Avec une grammaire filmique caractéristique de son temps et de sa géographie (le travelling avant, caméra collée à la portière, puis circulaire, suivi d’un zoom arrière durant le monologue inaugural de Quayle, écho à la coda immobile, au sein d’une voiture similaire, de Philippe Noiret dans Le Vieux Fusil, 1975, deux protagonistes brisés par une perte irréparable) ; avec son « incommunicabilité » post-Antonioni, relecture psychologiquement juste du conflit œdipien, puisque les fils (et inversement) ne savent pas comment aimer leurs pères, formuler cet amour, puisqu’ils aiment trop leurs mères, au point de leur dresser, inutilement, un sarcophage sacré à leur trépas, de traiter si mal les autres femmes, forcément inférieures, ou alors sœurs intouchables, « hardeuses » méprisables, rivales en affaires, militantes d’une égalité nécessaire et insuffisante ; avec sa grande baraque vide à la Cría cuervos (1976) de Carlos Saura, autre conte moderne (bien plus bouleversant) sur une enfance emprisonnée, sinistrée, émancipée, L’Incompris constitue une porte d’entrée appréciable et humble, son refus du lyrisme compensé par une justesse de chaque instant et plan (le contraire du néant surchargé de L’Incomprise commis en 2014 par la sympathique Asia Argento).

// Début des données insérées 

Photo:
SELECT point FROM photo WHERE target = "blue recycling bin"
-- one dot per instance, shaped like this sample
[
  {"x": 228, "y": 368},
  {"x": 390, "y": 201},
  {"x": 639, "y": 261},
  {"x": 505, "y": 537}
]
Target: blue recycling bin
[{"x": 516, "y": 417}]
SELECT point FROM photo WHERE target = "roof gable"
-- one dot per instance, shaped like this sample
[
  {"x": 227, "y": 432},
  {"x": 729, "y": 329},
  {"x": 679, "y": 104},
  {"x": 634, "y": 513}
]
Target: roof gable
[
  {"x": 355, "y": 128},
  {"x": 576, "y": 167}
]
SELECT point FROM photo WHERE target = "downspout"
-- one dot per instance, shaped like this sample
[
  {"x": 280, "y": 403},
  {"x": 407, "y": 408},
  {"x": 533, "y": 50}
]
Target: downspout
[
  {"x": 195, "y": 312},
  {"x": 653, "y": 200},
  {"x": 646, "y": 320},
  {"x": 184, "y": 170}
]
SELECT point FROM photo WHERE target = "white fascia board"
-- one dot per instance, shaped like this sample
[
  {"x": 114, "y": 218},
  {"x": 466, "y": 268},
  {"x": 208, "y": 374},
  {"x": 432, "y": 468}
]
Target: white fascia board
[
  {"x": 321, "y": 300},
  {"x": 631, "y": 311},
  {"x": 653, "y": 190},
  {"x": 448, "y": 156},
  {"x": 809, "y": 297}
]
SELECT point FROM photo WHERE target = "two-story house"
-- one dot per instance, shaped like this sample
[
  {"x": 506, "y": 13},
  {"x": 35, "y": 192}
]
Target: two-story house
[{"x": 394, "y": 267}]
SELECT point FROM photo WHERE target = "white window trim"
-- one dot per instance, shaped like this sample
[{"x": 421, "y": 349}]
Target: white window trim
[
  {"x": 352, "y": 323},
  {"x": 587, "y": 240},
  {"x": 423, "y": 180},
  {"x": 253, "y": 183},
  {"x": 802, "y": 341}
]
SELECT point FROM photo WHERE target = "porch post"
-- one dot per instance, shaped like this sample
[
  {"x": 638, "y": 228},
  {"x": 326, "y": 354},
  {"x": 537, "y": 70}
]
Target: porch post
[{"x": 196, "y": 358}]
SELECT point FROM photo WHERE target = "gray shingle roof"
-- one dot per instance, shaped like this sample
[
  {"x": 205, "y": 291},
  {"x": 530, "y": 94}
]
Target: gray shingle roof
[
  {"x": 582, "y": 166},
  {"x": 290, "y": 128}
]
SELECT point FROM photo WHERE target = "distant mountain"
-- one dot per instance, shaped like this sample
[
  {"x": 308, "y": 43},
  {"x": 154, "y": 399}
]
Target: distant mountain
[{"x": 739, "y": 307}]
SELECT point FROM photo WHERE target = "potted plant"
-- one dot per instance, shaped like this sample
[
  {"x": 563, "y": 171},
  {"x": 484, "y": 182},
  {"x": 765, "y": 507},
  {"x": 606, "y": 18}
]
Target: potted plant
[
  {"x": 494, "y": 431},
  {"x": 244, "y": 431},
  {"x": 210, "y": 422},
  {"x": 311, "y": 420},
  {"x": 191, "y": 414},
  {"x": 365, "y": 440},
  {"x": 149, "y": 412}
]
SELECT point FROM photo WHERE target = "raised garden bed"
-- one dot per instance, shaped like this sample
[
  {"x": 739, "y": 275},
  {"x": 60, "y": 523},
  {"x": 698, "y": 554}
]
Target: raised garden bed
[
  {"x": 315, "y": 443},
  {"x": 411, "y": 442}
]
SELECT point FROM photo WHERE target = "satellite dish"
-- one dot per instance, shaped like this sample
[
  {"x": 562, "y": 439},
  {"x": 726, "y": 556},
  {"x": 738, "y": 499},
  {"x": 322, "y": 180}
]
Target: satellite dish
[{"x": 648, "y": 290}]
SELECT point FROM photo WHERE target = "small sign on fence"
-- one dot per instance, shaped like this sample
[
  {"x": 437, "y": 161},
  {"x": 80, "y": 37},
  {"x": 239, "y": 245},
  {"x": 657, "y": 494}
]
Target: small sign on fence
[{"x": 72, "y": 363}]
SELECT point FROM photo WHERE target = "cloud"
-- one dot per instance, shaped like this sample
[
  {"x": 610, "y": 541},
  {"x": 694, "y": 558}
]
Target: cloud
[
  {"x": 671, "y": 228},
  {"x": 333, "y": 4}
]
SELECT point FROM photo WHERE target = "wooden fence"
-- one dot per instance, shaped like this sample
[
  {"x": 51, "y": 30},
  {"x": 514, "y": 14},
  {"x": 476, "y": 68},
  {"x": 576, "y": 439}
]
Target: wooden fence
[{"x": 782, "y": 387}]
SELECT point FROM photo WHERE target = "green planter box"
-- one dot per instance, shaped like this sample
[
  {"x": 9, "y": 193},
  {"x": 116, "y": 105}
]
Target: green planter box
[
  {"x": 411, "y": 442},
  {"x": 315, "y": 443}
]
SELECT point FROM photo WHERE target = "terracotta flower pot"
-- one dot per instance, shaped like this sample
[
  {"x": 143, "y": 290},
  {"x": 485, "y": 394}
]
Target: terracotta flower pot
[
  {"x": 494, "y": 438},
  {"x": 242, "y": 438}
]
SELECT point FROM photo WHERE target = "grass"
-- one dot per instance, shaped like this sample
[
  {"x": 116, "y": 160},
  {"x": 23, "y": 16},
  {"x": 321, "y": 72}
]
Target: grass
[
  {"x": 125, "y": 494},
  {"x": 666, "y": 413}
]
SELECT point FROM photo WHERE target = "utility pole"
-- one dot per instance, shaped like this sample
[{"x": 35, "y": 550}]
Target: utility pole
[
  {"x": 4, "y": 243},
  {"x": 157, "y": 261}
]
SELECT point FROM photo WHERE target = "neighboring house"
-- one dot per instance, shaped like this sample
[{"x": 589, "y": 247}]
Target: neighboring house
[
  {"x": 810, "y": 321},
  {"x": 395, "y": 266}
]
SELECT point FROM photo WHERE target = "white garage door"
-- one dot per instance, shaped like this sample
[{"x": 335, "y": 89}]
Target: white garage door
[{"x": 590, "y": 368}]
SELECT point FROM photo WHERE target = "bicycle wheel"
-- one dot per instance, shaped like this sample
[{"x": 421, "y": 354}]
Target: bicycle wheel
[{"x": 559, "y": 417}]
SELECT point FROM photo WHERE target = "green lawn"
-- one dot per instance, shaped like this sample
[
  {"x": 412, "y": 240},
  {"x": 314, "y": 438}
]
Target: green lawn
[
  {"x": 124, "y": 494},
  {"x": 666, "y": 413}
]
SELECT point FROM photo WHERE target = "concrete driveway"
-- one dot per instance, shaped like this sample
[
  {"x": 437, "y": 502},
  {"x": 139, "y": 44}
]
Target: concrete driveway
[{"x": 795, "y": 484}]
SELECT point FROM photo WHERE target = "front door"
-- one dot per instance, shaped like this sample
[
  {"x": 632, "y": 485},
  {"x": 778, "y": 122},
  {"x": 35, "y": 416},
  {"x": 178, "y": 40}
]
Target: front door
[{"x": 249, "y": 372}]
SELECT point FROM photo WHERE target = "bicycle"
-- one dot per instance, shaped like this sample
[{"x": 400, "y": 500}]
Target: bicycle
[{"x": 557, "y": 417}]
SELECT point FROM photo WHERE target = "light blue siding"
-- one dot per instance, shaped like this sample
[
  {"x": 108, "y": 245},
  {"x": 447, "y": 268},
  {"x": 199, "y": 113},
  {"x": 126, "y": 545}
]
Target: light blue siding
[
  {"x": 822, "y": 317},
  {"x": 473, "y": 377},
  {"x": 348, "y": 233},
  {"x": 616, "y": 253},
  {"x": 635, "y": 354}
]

L’acte ultime de Jonathan/Andrea, sa (dernière) volonté de retrouver sa maman de l’autre côté du cadre (celui du tableau, celui de l’objectif), lisible en évident suicide (cf. la fin radicale, insupportable, de Allemagne année zéro, 1948), ne peut que résonner encore en 2016, cinquante ans après la sortie du film, car il convoque un désir de mort applaudi, bien compris, par les cinéphiles, zélateurs notoires d’un art funéraire, autant que par les croyants, particulièrement chrétiens (revoir sa madone personnelle au Ciel suprême). Dans un registre profane, adulte, il nous donne une leçon de vie cruelle et tendre, à l’instar de ces métonymiques fleurs mortes jonchant le sol en traces colorées (rime avec le bouquet bleu de la tombe, fleurie en secret par le fils silencieux) : grandir équivaut à mourir, à survivre à sa mort (celle de l’enfant éphémère) comme à celle de ses proches, premiers lecteurs (fable animale ou rédaction sur l’amitié) d’une histoire absurde, pleine de bruit, de fureur et de folie, oui, mais, tant mieux ou tant pis, la seule qui nous revient, nous appartient, quitte à la refuser ou à se décider à en faire un film, par exemple sur sa mère en train de mourir, tel le Nanni Moretti de Mia madre (2015), codicille fatigué, désabusé, achevé sur un sourire en larmes, à l’apaisement délicat du crève-cœur fantomatique et charnel de L’Incompris tissé par le généreux Luigi Comencini.       
           

Commentaires

  1. Très beau billet nourri de multiples références et musical par les notes quasi hypersensibles et personnelles lisibles en filigrane.